Initizalize f = 0 (vector of all zeros).
Calculate L = Lipchitz constant of the squared error term with respect to f.
In this case L = largest singular value of C'*C (where C' is the transpose of C).

Loop until convergence
\\calculate the gradient step of the solution
q = f - (1/L)*C'*(C*f-Abs)

\\Project this back onto the constraints.
\\Namely, project onto the positive L1 ball of radius 1/L.
\\See http://www.cs.berkeley.edu/~jduchi/projects/DuchiShSiCh08.html for more details

q = pos(q) \\set any elements of q that are less than 0 to 0
u = q sorted in descending order

r = largest value of k=1, 2, .... length(u) such that
u(k) > [(sum of first k elements of u) - 1/L]/k

T = [(sum of first r elements of u) - 1/L)]/r

f = pos(q-T)
end loop


There are faster ways for solving this problem, but for the relatively small data set here this should be fine.

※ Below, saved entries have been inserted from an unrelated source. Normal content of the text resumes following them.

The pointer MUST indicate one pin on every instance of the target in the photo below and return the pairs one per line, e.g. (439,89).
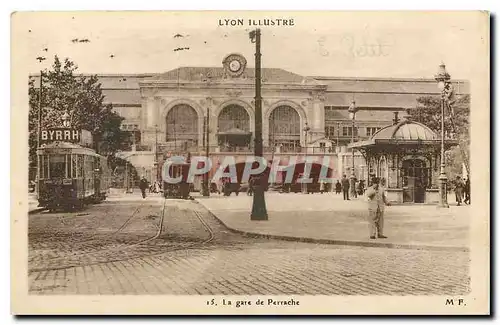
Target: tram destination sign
(65,135)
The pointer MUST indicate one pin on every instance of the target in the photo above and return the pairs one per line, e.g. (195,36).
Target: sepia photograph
(239,162)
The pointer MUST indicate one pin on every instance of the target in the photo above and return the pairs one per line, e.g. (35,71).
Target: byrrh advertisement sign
(65,135)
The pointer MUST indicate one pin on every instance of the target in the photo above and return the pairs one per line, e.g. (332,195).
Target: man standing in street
(467,191)
(376,204)
(143,185)
(345,187)
(459,188)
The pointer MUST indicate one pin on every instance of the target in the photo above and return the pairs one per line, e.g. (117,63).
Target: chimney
(395,120)
(407,115)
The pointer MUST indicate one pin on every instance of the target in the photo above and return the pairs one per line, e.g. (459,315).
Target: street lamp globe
(306,127)
(65,119)
(352,110)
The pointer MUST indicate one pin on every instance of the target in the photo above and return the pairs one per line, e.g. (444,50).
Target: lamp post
(157,177)
(443,79)
(259,211)
(306,131)
(65,119)
(206,185)
(352,115)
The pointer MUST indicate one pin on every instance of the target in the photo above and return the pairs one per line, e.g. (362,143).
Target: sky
(343,44)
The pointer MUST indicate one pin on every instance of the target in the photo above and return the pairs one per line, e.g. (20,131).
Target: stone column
(318,117)
(156,112)
(149,113)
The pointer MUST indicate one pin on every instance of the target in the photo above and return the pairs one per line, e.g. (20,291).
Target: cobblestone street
(126,247)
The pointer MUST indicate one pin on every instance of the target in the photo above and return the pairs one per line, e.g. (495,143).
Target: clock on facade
(234,64)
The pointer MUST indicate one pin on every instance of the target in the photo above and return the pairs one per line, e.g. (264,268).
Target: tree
(456,125)
(80,96)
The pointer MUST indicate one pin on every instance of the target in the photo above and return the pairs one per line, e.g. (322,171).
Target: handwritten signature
(355,47)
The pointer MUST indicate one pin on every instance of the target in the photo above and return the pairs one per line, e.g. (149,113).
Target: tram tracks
(149,246)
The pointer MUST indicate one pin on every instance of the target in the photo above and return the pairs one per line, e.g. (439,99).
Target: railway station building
(179,110)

edit: realized I forgot a few 1/L terms in there
 
No, the methods aren't the same. When I say that you project onto the positive L1 ball, what I really mean to say is that you find the projection onto the positive L1 ball with minimum euclidean distance. A Moorse-Penrose solution is effectively the minimum euclidean projection onto a L2 ball. You can rescale it so that it falls inside a L1 ball of given radius, but it's not the optimal projection (measured via euclidean distance) onto the L1 ball. This is actually a key point for promoting sparse solutions. The 'pointy-ness' of the L1 ball encourages solutions that fall along a small number of axes (a toy illustration of this http://grapeot.me/image.axd?picture=2011/3/think-intuitive-sparsity.png).

The convexity of the problem (and the constraint set) means that there will only be one global minimum (and no local minima) of the squared error term. It's possible that the optimal f may not be unique (a trivial example is if C has two identical columns), but all of the optimal f will produce the same squared error.